We are sitting in a garden with a Magar family, shelling white beans. They will be dried or eventually go into some daal bhat. The fact that all our tour guides speak Nepali provides a great opportunity to just stop and find out more about the things people are doing.
The first family, while their life may have seemed simple to a group of people from the US, Australia and Europe, were quite wealthy in the local standard. The grandfather had been a Gurkha and served in the Indian army. The elite soldiers receive a life-long pension after service, so the family had goats and sheep. The men took care of the animals, while the mother and two daughters-in-law divided the housework. However we learned that one of the daughters by marriage had not seen her husband for three years – like many young men in the village, he works in Malaysia hoping to earn enough money to send home. Even the rich pension of a Gurkha apparently was not enough to sustain the family.
In a small village named Ghara, we met members of the Dalit community. LWF has been working with Dalit in Nepal, although not in this community, addressing especially the problem of bonded labor. It was also due to LWF advocacy in the liberation movement that bonded labor was eventually abolished.
But in remote communities like Ghara, the problem of debt and discrimination persists. The people we met were of the tailor caste, the second lowest of the Dalit. They were not allowed to enter the temple or higher caste’s houses. Almost none of the children had formal education. ”The discrimination is very strong, and it hurts”, a young man told us. The land they farm does not yield enough for the family. They are in debt and additional to making ends meet work hard to pay that debt.
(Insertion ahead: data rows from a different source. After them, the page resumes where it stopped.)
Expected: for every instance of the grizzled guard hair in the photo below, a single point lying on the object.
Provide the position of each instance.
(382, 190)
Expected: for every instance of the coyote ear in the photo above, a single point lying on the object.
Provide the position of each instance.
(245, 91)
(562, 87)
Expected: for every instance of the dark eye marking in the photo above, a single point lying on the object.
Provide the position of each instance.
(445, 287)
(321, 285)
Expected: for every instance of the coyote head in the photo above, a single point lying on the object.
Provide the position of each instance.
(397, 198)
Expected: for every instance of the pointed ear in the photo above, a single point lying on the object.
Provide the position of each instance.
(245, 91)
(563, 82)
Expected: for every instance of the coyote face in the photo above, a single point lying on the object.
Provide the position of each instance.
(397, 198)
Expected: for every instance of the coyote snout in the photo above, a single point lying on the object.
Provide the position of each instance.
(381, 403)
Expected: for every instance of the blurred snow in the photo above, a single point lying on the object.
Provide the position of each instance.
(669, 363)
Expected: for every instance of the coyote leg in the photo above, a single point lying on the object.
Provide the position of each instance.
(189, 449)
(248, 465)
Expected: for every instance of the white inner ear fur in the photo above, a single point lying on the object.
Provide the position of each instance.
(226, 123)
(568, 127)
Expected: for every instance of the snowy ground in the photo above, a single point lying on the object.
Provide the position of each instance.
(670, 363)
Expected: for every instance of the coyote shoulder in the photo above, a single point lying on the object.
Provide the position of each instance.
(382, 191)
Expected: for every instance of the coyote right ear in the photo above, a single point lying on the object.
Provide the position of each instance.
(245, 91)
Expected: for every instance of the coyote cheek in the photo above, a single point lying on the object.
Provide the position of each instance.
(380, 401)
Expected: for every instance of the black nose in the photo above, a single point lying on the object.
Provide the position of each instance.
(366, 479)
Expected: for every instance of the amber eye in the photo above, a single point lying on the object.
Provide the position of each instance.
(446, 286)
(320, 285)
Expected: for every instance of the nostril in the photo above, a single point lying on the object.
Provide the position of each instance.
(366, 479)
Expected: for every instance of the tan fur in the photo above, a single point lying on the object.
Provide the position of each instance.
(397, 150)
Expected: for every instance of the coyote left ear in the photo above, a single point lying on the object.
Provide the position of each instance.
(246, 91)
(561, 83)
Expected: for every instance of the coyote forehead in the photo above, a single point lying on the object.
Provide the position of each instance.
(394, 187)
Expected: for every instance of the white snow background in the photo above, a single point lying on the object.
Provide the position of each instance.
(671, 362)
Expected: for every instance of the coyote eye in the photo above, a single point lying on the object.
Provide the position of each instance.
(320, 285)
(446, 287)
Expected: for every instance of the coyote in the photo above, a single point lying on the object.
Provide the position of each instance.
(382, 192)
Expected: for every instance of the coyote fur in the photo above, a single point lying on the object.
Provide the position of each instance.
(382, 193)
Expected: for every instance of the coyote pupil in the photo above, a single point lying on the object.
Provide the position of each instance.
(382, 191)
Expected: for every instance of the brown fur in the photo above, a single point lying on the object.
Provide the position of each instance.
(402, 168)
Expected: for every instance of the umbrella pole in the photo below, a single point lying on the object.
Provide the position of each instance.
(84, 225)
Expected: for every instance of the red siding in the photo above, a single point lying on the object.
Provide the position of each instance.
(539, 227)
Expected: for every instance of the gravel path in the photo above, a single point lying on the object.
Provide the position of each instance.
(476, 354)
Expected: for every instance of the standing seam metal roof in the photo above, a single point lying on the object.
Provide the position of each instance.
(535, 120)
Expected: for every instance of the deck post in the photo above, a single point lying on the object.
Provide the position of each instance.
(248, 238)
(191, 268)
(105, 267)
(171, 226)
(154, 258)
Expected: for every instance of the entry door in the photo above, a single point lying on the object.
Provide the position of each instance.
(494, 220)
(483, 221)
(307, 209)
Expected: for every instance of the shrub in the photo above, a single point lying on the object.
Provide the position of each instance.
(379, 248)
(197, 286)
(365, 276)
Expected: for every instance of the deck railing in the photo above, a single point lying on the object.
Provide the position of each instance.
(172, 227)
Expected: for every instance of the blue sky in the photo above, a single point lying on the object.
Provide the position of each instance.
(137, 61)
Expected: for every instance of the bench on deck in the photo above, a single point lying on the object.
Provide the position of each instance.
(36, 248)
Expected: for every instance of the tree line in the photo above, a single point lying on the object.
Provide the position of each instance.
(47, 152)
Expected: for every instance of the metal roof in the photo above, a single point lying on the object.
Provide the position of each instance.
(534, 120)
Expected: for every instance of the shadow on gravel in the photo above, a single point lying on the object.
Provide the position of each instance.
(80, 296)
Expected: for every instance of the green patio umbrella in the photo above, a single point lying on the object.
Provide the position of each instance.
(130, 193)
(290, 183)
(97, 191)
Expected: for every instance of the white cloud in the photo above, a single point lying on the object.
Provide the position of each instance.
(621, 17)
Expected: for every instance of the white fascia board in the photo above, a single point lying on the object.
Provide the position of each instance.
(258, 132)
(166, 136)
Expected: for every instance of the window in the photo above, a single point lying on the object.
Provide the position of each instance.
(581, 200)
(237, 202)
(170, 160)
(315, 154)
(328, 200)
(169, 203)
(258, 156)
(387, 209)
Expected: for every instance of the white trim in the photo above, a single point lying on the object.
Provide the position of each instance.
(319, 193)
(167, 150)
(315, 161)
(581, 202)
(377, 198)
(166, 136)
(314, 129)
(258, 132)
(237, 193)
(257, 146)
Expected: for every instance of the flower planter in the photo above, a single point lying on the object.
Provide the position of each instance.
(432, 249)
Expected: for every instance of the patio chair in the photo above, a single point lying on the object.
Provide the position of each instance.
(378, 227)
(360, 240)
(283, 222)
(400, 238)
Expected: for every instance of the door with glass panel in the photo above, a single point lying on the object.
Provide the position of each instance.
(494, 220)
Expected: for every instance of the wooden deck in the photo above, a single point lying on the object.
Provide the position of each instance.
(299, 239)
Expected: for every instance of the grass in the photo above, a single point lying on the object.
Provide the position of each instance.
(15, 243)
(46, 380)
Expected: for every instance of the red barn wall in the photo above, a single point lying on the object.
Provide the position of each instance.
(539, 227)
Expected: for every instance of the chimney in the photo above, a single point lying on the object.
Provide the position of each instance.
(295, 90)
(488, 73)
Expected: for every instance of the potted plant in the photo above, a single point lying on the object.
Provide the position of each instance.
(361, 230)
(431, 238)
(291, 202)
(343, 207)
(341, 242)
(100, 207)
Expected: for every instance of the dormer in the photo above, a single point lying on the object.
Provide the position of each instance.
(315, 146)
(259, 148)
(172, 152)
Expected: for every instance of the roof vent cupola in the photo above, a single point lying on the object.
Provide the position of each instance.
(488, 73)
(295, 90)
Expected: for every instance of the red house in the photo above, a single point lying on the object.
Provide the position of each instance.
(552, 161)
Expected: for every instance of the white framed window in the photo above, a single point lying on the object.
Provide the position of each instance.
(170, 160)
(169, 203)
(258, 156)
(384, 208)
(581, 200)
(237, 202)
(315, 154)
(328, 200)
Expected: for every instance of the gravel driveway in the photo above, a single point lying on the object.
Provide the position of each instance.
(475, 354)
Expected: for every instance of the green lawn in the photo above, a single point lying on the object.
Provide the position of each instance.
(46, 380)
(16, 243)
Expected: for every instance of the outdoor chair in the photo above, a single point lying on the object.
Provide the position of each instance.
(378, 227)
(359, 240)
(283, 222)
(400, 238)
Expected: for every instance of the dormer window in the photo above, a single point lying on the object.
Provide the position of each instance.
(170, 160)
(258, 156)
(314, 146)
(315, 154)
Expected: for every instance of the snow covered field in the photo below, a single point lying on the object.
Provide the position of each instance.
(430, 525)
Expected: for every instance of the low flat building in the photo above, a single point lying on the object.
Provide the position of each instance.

Hearing these accounts of hard work, discrimination but also moments of pride – one family was very insistent that they had never done porter’s work for money – made us realize the role tradition plays in Nepali society – and the challenge to navigate these different contexts when doing development work in local communities.
That night we stayed in very traditional Nepali guest houses and were served a delicious daal bhat cooked on a clay stove with firewood. The two daughters, 14 and 13 years old, were preparing to go back to their boarding school, which they attend with the help of a scholarship. They had big dreams, both want to finish school and go to university. Pejina (14) plans to be a doctor, her younger sister wants to become an engineer.
It is hard to tell their chances. The family seemed proud of their daughters accomplishments, last but not least because they spoke the best English in the family. One of the uncles is the village doctor, Pejina hopes to learn from him. When we went to bed, we saw them do the dishes in the back yard at the light of a small candle.
When I asked one of the girls whether the cold outdoor shower is used all year round, I received a look of complete incomprehension. Then it seemed to dawn on her, and she broke into a big grin. “Of course” she said. That night, we happily traded a hot shower for some local insight, realizing that we were hosted by people who simply did not have that choice.
In the morning, we were woken by smoke: The mother had fired up the stove to bake chapatti bread for breakfast, and the smoke went from the tin roof of the kitchen directly into the guest rooms. It was something none of us will forget easily – as we wont forget the feeling of brushing your teeth watching the sun rise over the Annapurna.